Structural error model

Overview

Consider the following situation, which is obviously idealised and unrealistic: at a hydrometric station, we have perfect gaugings (i.e. zero uncertainty), and many of them. Accordingly, it is possible to estimate precisely the parameters of the rating curve, and thus the uncertainty surrounding the rating curve is very low - say it is even negligible for simplicity. Nevertheless, we still expect the gaugings do not line up perfectly with the rating curve. There is therefore always a scatter of the gaugings around the curve which is due neither to uncertainty in gaugings (which is zero), nor to uncertainty in calibration of the rating curve (which is negligible).

More generally, it is frequently observed that the uncertainties of gaugings and the uncertainty in estimating the parameters of the curve are not sufficient to explain the scatter of discharge measurements around the curve. It therefore “remains” a source of error, which has many possible causes: structural error of the rating curve (because the rating curve equation used is an approximation of the true physical relationship between stage and discharge), slight undetected shifts, ignored hysteresis, underestimated gaugings uncertainties, etc.

To address this problem, BaRatinAGE introduces the concept of remnant error, which will be called structural error to simplify interpretation. This structural error is used to add the uncertainty lacking to explain the scatter of the gaugings around the rating curve, without really assessing the origin of such missing uncertainty. This is somehow the uncertainty garbage collector (hence the icon used: ).

Creating a structural error model

By default, a blank structural error model named SE (1) pre-exists and can be used.

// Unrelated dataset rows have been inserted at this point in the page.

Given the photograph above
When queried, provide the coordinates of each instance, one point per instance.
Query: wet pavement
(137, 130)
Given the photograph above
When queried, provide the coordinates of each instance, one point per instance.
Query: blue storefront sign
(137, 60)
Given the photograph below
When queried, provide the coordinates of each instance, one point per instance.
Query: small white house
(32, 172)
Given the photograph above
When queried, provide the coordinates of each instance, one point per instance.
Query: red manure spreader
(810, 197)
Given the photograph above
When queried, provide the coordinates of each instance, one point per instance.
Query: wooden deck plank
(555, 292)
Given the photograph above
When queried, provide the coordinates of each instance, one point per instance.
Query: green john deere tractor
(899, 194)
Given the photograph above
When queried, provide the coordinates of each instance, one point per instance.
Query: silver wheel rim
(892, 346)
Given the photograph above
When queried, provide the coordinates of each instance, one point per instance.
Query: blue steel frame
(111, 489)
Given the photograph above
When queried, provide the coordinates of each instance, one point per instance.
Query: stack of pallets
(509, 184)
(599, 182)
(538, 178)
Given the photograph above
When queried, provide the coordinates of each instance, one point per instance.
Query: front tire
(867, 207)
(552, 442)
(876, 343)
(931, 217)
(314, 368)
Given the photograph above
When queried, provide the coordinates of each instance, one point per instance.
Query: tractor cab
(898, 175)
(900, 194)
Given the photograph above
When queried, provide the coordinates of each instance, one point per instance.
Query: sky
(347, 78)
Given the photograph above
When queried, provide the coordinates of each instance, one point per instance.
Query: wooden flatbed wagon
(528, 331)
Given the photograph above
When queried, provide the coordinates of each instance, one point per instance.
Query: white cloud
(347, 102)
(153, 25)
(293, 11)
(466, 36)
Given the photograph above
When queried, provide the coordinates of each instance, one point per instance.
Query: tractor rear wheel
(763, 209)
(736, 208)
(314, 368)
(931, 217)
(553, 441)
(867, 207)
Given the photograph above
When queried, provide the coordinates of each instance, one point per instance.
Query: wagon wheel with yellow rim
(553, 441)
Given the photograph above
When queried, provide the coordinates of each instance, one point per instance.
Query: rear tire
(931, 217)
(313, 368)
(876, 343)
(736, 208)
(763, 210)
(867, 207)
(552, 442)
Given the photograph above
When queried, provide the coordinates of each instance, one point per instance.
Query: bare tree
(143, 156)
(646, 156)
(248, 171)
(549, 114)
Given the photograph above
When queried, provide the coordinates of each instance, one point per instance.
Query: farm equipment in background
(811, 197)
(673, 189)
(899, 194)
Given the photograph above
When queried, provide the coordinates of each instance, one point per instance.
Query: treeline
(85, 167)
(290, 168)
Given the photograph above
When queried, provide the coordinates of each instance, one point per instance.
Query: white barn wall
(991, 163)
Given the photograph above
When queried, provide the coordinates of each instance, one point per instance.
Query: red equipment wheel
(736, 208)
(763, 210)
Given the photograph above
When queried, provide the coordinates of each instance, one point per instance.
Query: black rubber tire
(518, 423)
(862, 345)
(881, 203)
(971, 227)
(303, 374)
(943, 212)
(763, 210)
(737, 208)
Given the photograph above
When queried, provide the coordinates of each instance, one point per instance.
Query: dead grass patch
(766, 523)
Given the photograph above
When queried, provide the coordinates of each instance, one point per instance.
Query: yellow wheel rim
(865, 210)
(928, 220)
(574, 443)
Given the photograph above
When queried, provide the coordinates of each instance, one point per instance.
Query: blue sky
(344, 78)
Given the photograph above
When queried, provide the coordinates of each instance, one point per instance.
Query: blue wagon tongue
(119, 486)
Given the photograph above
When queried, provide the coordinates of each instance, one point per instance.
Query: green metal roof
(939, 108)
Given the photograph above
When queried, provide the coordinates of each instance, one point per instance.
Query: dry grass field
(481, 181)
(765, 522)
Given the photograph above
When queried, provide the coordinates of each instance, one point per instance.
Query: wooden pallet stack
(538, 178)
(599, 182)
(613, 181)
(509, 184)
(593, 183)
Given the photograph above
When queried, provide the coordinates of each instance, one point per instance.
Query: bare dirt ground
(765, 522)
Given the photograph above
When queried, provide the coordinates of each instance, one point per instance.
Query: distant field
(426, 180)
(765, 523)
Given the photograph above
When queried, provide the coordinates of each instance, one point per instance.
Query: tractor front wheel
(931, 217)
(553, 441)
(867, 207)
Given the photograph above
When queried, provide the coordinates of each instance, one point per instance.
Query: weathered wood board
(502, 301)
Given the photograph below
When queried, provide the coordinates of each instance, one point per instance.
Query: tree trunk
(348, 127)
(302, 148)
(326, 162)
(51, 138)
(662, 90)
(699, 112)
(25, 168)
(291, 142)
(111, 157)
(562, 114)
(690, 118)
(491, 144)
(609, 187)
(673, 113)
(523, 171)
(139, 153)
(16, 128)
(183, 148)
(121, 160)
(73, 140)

There are several ways of creating a structural error model:

  • via the Components…Create new structural error model menu;
  • by right-clicking on the Structural error model node in the explorer tree;
  • by clicking on the button in the toolbar.

You will be able to rename this new structural error model and enter a description. An existing structural error model can be duplicated or deleted.

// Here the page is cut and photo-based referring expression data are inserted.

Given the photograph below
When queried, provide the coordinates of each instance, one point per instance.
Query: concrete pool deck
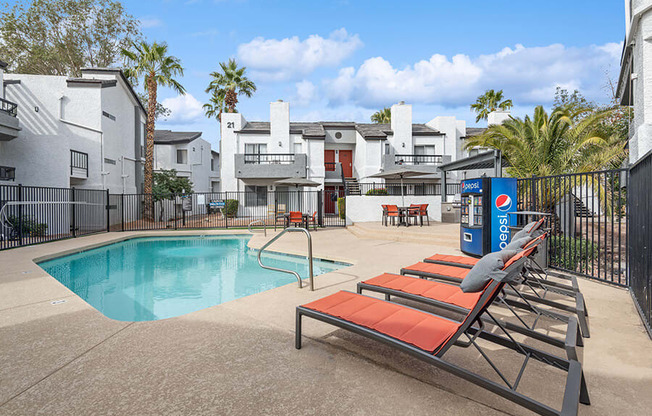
(66, 358)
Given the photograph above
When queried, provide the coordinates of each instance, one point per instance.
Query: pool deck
(238, 358)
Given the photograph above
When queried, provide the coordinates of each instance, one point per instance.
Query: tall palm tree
(490, 101)
(215, 105)
(554, 144)
(151, 61)
(382, 116)
(229, 84)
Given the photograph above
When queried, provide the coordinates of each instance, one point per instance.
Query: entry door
(346, 159)
(329, 160)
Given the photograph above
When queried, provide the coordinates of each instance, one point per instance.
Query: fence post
(20, 215)
(73, 219)
(108, 208)
(122, 211)
(320, 207)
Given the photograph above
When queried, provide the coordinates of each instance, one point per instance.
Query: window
(424, 150)
(255, 148)
(255, 196)
(182, 156)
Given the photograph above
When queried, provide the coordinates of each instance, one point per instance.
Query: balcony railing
(8, 107)
(418, 160)
(269, 159)
(7, 173)
(78, 164)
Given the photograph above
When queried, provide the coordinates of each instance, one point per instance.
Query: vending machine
(484, 226)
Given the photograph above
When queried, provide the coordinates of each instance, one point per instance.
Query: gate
(588, 221)
(640, 237)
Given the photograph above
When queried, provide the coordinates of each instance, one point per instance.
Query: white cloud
(184, 109)
(528, 75)
(306, 93)
(149, 21)
(274, 59)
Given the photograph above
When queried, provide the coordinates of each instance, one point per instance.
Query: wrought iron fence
(34, 214)
(640, 237)
(588, 221)
(416, 189)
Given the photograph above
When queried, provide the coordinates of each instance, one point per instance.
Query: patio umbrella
(400, 172)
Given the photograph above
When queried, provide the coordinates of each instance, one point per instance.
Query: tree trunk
(149, 146)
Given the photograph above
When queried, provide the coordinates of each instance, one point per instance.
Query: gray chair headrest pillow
(487, 268)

Models available in BaRatinAGE

The structural error is assumed to be independent from one gauging to the next, Gaussian, with zero mean, and unknown standard deviation \(\sigma\). This standard deviation will therefore be estimated along with the rating curve parameters. Several options for this unknown standard deviation were studied:

  • The standard deviation is constant, so there is a single additional parameter to estimate. Experience shows that this assumption is not very well suited to the cases typically encountered in practice. More specifically, it is frequently observed that the standard deviation is greater for high discharges.
  • To take account of this observation, the second option is to assume that the standard deviation \(\sigma\) is a linear function of the discharge calculated using the rating curve: \(\sigma = \gamma_1 + \gamma_2 \ Q\). In this case, there are two parameters to estimate, \(\gamma_1\) and \(\gamma_2\).
  • The third option is a purely proportional version of the previous option: \(\sigma = \gamma_2 \ Q\).

In practice, we recommend using the second option (\(\sigma = \gamma_1 + \gamma_2 \ Q\)), as it generally distributes the structural error over the whole discharge range in a realistic way. For the moment, only this model of structural error is implemented in BaRatinAGE v3 (the other two will certainly be implemented in future versions of the software). By default, uniform distributions are chosen for the parameters \(\gamma_1\) and \(\gamma_2\) :

If you unlock the fields, you can specify the distributions of the \(\gamma_1\) and \(\gamma_2\) parameters yourself. For example, the default upper limit (10000 m\(^3\)/s) for the uniform distribution of \(\gamma_1\) may not necessarily be well suited to the order of magnitude of the highest discharges recorded at the hydrometric station. It may therefore be useful to increase or decrease it. You can also select “Fixed value”: in this case, the parameter will not be estimated but fixed at the specified value.

A more formal and complete description of structural error models, and more generally of the statistical models used in BaRatinAGE, is available in this document.